A "significant anomaly" aboard the Hubble Space Telescope has forced NASA to delay the shuttle Atlantis launch until at least February 2009 NASA officials said at the start of the week. Atlantis was launching to Hubble to help repair it for the final time, and the mission was scheduled to launch in two weeks, but NASA must now test a spare computer that could help solve the issue.
The crew members of shuttle Atlantis were supposed to conduct five scheduled space walks during the 11-day mission aboard the aging space telescope.
The shuttle Endeavour mission, which would have been on standby in case of an emergency aboard Hubble, could be moved up two days to Nov. 14, shuttle programmers said. Due to the high risk of the mission, in which the astronauts are in the wrong orbit to go to the International Space Station (ISS), some space observers said the Hubble repair simply isn't worth the risk.
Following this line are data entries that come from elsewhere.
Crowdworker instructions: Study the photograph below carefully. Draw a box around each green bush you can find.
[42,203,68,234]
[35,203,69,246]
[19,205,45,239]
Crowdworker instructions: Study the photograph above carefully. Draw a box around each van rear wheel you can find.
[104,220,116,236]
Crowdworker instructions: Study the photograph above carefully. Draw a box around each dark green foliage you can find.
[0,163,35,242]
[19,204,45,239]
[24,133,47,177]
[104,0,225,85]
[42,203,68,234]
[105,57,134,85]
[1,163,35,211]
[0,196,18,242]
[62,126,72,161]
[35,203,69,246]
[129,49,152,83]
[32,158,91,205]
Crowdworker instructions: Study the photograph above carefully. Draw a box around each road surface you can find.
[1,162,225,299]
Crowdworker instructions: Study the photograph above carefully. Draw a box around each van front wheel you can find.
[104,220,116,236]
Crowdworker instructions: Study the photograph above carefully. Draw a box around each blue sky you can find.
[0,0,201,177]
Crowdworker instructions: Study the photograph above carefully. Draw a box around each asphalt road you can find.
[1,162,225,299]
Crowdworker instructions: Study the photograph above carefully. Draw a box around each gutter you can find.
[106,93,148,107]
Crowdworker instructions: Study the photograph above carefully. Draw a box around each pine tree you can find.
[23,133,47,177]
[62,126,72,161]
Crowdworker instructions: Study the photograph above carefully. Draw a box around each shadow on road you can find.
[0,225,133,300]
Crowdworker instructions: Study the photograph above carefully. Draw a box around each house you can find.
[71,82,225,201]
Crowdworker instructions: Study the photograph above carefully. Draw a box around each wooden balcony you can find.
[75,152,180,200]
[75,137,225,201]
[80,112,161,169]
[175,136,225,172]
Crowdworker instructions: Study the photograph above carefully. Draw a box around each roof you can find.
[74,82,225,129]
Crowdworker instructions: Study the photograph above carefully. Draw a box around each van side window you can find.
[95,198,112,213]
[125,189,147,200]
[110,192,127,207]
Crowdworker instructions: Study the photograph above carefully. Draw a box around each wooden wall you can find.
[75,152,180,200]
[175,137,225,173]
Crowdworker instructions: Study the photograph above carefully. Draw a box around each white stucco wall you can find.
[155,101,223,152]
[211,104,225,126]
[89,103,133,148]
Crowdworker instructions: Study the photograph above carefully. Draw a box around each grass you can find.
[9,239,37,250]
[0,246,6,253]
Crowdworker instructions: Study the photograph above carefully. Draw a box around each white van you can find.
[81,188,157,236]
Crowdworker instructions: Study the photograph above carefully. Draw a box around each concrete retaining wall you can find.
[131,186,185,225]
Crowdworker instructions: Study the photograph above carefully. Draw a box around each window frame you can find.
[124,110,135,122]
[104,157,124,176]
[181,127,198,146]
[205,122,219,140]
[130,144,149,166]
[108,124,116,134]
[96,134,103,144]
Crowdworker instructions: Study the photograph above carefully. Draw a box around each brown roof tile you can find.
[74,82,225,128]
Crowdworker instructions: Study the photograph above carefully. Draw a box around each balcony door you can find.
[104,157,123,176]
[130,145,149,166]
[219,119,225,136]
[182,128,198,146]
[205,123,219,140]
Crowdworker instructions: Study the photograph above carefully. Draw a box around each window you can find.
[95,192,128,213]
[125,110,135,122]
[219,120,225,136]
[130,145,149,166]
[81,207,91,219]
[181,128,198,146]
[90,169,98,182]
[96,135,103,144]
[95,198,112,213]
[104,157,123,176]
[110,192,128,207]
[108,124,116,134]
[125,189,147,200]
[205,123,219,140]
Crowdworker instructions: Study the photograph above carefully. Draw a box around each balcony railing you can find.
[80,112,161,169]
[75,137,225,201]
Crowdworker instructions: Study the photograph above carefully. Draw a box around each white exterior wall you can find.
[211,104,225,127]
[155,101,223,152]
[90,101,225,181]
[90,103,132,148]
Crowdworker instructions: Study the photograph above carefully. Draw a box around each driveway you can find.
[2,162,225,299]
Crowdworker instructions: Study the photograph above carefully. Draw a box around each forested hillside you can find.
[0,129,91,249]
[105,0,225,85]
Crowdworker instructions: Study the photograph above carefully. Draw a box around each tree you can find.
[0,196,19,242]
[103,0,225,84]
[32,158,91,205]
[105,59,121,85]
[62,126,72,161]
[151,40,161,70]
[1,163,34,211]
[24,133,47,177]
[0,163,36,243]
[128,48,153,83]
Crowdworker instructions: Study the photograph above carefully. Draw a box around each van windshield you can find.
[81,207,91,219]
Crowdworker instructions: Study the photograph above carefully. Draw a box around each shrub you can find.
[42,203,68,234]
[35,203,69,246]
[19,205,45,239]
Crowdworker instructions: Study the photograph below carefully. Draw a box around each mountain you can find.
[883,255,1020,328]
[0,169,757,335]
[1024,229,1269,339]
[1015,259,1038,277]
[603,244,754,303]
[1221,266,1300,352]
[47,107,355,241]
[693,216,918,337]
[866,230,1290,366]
Hubble is now unable to format or store any data collected from its instruments, and can no longer transmit the information to researchers on Earth. The problem lies in the Science Instrument Command and Data Handling (SIC&DH) Unit, which is responsible for the Science Data Formatter aboard the Hubble.
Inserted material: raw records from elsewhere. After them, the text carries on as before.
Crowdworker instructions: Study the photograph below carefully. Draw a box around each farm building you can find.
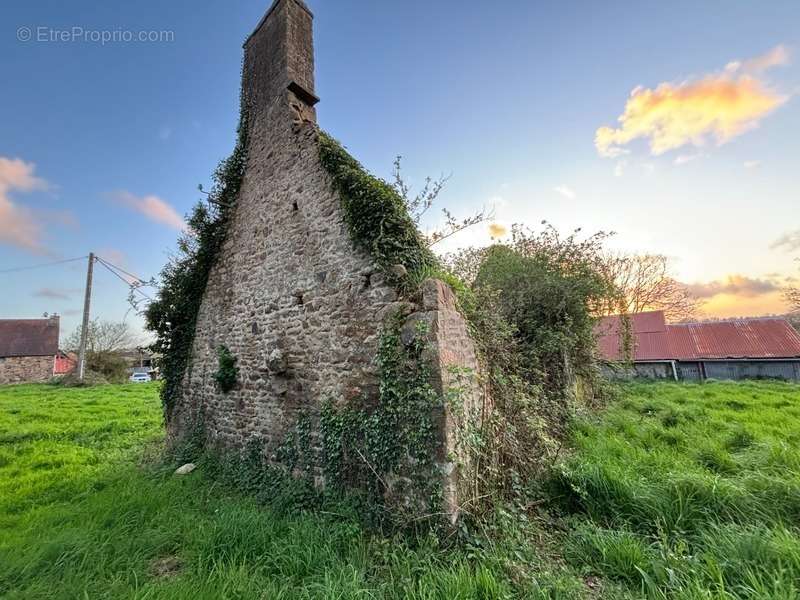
[0,316,65,384]
[596,311,800,381]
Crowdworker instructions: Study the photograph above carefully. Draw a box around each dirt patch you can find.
[150,555,182,579]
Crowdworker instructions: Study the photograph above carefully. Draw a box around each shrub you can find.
[473,225,618,398]
[213,346,238,393]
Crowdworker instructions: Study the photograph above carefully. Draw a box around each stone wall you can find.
[0,355,54,385]
[171,0,487,522]
[172,0,399,450]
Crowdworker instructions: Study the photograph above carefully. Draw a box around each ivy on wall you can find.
[320,315,444,531]
[213,345,239,393]
[145,90,249,418]
[318,132,438,281]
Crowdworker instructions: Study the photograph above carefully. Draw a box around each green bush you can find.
[213,346,238,393]
[473,226,617,397]
[86,351,129,383]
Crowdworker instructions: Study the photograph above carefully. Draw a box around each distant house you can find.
[0,316,62,384]
[596,310,800,382]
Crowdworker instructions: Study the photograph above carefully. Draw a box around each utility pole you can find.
[77,252,95,380]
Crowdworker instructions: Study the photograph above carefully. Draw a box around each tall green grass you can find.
[4,380,797,598]
[0,383,587,599]
[556,380,800,598]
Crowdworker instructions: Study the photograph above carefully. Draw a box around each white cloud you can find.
[614,160,627,177]
[674,154,701,165]
[554,185,576,200]
[771,230,800,252]
[743,160,762,169]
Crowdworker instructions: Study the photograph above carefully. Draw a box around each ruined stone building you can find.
[171,0,486,522]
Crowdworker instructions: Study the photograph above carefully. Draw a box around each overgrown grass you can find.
[555,380,800,599]
[4,380,797,598]
[0,383,588,599]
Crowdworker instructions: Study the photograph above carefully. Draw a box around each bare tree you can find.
[64,319,140,354]
[786,259,800,315]
[392,156,489,247]
[788,286,800,311]
[601,253,701,322]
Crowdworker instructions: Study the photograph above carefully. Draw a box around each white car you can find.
[129,372,150,383]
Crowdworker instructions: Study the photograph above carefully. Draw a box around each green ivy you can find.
[317,132,438,281]
[145,87,249,418]
[319,315,445,531]
[213,345,238,393]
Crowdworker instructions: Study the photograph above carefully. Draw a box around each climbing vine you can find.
[320,315,445,531]
[145,86,249,418]
[318,132,438,283]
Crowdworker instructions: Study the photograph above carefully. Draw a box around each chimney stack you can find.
[243,0,319,126]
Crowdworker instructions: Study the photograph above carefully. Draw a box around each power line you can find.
[95,255,147,285]
[0,255,88,275]
[95,258,153,300]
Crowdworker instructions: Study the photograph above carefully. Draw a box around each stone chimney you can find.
[243,0,319,127]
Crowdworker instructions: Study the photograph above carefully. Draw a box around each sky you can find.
[1,0,799,341]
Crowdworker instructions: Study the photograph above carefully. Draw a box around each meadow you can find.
[0,380,798,598]
[557,380,800,598]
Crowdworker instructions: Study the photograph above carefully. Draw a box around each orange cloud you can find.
[488,223,508,238]
[687,274,781,299]
[685,274,792,318]
[702,291,789,319]
[0,157,50,254]
[115,191,186,231]
[596,46,789,157]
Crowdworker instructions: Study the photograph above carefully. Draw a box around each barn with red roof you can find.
[596,310,800,381]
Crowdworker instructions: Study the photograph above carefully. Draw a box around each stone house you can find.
[0,316,61,384]
[170,0,487,523]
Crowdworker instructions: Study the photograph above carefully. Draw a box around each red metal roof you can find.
[0,317,60,357]
[596,311,800,362]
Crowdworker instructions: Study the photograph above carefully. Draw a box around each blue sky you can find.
[1,0,799,340]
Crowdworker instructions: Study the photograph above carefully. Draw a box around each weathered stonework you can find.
[172,0,487,522]
[0,355,54,385]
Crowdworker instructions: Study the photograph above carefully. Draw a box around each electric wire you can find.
[0,255,88,275]
[95,257,153,300]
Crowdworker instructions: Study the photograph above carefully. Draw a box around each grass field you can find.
[0,380,798,598]
[0,383,582,599]
[557,380,800,599]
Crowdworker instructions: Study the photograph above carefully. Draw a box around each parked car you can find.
[129,372,150,383]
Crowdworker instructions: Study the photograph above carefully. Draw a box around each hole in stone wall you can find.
[292,200,299,211]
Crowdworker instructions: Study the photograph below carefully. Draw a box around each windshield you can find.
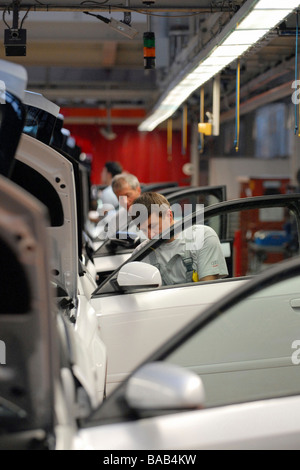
[0,237,31,314]
[10,160,64,227]
[23,105,57,145]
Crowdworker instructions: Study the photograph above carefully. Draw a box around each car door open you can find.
[0,176,58,449]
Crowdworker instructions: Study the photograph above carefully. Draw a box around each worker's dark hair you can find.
[105,161,123,177]
[130,192,170,224]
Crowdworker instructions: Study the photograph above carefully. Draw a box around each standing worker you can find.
[99,161,123,211]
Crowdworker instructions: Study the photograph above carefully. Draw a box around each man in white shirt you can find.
[92,172,142,241]
[87,161,122,229]
[99,161,123,211]
[130,192,228,285]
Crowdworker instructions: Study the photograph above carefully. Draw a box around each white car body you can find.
[74,254,300,450]
[76,396,300,450]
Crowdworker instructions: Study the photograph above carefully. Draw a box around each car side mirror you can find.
[117,261,162,289]
[125,362,205,411]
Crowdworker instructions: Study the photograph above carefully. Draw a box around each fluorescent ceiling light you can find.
[210,45,251,57]
[139,0,300,132]
[201,56,237,67]
[255,0,300,8]
[237,10,291,29]
[222,29,268,45]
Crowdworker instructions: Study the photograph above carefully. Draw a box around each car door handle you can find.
[290,299,300,309]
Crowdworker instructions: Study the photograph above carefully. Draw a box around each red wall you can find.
[64,124,190,186]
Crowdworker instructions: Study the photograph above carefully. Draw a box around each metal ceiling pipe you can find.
[3,5,240,13]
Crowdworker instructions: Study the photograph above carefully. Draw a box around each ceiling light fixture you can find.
[139,0,300,132]
[99,103,117,141]
[83,11,138,40]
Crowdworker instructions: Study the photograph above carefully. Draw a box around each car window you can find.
[165,272,300,408]
[136,205,299,281]
[206,205,299,277]
[93,197,300,296]
[0,91,26,178]
[93,186,226,257]
[11,161,64,227]
[170,191,225,219]
[23,106,56,145]
[0,237,31,314]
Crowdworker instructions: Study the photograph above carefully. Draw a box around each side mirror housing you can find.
[117,261,162,289]
[125,362,205,411]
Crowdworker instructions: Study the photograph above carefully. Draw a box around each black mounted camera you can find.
[4,28,27,57]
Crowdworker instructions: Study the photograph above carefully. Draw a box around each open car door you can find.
[0,176,60,449]
[21,91,96,284]
[9,131,106,407]
[11,133,79,305]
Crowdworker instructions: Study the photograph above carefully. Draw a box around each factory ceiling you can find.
[0,1,298,127]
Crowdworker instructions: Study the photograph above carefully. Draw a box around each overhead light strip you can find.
[139,0,300,132]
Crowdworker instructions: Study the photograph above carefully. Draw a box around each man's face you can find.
[139,210,173,240]
[114,183,141,210]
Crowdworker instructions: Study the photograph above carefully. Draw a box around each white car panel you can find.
[15,133,79,302]
[166,274,300,407]
[75,289,107,404]
[91,278,248,394]
[74,258,300,451]
[14,132,107,407]
[75,395,300,450]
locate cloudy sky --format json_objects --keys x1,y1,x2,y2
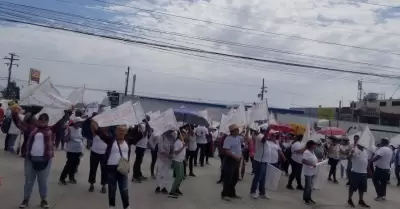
[{"x1": 1, "y1": 0, "x2": 400, "y2": 108}]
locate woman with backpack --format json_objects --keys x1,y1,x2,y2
[{"x1": 10, "y1": 105, "x2": 72, "y2": 209}]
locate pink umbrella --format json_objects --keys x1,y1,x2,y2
[{"x1": 317, "y1": 127, "x2": 346, "y2": 136}]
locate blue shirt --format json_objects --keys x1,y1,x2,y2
[{"x1": 223, "y1": 135, "x2": 243, "y2": 158}]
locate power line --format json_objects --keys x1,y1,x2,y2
[
  {"x1": 86, "y1": 0, "x2": 400, "y2": 55},
  {"x1": 347, "y1": 0, "x2": 400, "y2": 8},
  {"x1": 2, "y1": 16, "x2": 400, "y2": 80},
  {"x1": 3, "y1": 2, "x2": 400, "y2": 74}
]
Hubble operators expect to use a backup channel to help bring the telescope back into service sometime this weekend, or early next week. But since switching over will leave the telescope without a backup, the astronauts aboard Atlantis are expected to fully replace the failed unit.
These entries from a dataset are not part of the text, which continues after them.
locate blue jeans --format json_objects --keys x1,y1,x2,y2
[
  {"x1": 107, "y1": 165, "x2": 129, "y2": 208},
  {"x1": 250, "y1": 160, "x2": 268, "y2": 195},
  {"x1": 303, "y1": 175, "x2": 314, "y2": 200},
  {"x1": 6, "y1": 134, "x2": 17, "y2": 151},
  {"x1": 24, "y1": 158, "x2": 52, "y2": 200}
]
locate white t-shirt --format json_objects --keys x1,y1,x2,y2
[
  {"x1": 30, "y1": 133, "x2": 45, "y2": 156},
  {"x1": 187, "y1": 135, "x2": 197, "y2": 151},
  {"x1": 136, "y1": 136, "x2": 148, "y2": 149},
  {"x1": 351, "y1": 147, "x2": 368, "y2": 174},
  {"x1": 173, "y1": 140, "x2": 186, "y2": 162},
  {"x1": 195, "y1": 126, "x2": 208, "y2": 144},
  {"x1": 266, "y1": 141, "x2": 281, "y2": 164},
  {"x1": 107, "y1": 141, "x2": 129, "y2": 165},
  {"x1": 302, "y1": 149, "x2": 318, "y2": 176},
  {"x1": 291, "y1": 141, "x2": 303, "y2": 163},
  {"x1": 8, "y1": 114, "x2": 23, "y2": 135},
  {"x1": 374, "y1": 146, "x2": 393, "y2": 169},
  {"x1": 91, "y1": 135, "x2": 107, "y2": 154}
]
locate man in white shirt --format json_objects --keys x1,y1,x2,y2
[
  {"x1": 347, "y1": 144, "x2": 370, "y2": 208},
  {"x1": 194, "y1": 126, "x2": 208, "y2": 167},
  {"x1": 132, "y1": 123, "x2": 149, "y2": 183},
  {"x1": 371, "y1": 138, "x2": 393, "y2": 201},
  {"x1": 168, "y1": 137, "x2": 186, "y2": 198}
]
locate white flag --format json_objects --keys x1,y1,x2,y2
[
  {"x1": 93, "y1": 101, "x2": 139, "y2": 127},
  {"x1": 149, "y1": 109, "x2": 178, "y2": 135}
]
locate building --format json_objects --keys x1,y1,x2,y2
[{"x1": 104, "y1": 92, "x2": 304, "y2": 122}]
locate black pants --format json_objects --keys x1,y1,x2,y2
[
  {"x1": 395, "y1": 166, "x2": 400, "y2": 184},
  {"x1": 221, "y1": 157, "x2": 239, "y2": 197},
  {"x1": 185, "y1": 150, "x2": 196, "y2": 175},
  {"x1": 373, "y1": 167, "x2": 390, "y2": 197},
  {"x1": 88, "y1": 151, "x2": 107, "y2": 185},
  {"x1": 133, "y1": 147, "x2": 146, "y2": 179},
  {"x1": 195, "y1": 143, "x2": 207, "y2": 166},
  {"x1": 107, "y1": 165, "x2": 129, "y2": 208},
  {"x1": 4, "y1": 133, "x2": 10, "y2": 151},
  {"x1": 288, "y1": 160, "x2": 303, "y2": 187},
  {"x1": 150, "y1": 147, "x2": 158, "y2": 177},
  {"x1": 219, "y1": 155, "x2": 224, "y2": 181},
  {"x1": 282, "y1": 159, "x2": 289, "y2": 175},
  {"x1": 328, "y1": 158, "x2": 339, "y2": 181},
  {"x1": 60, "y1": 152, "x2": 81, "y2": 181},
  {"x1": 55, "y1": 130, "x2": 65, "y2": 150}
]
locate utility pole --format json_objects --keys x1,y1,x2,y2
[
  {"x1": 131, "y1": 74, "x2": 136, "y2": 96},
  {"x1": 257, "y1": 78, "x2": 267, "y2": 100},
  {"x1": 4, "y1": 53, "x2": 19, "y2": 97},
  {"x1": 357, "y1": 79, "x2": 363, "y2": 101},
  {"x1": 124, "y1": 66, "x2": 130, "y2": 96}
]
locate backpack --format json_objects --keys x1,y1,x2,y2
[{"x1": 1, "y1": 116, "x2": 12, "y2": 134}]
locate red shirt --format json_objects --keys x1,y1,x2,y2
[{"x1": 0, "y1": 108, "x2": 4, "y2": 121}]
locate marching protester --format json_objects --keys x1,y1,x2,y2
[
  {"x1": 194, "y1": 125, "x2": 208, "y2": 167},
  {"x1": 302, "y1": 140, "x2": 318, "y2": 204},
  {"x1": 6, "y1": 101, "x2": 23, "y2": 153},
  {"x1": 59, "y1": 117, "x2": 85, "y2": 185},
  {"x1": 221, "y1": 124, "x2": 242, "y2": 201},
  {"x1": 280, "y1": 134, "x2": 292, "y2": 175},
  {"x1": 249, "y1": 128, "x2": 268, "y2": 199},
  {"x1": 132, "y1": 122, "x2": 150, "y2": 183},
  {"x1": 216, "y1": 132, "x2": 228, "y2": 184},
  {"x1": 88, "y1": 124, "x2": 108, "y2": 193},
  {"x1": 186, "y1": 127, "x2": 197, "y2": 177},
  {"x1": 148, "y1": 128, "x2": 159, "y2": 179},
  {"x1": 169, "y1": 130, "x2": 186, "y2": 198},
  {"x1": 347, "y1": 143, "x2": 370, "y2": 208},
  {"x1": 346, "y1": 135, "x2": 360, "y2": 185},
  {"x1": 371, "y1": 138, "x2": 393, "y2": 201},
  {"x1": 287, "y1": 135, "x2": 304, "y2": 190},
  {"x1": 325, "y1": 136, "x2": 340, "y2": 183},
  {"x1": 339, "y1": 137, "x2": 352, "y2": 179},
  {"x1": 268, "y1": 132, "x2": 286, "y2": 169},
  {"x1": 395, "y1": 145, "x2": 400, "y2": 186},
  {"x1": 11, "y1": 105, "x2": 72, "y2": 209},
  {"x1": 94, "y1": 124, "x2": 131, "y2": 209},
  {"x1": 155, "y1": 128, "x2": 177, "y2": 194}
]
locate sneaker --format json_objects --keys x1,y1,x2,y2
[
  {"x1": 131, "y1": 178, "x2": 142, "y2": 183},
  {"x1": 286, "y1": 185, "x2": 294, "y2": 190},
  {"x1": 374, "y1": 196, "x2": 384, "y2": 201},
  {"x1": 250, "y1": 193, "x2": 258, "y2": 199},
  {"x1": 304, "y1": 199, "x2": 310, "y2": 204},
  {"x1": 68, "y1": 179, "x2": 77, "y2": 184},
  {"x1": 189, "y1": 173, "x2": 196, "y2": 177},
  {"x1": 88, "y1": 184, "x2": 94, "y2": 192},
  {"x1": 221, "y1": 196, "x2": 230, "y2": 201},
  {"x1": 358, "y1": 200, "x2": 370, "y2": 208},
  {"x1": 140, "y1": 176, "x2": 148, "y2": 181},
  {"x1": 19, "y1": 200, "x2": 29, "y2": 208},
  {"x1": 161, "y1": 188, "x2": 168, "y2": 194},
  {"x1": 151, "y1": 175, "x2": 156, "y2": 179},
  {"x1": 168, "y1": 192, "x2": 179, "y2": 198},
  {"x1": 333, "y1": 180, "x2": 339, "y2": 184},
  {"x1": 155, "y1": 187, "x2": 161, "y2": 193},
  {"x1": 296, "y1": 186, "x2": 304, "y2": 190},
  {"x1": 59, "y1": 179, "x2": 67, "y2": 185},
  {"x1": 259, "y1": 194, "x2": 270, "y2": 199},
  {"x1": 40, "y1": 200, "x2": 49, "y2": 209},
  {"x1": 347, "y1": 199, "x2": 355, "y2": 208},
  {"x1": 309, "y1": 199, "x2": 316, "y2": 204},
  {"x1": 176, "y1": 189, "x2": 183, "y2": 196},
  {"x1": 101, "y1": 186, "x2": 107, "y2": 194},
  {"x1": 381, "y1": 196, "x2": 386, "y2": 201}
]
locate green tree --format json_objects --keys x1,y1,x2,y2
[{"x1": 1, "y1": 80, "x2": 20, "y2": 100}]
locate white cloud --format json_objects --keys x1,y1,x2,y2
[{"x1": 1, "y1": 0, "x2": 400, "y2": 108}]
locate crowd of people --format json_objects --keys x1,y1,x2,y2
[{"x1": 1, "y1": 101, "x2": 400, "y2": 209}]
"If we just switch over to Side B of the Science Data Formatter, we would be left with a system that has several single-point failures, and that would be a risk to the mission for the long duration," a NASA official said.
Researchers are still unsure what caused the problem, but guess long-term space radiation could have damaged the instrument, which operates at a high temperature.
Each month the Hubble repair mission is delayed costs NASA around $10 million.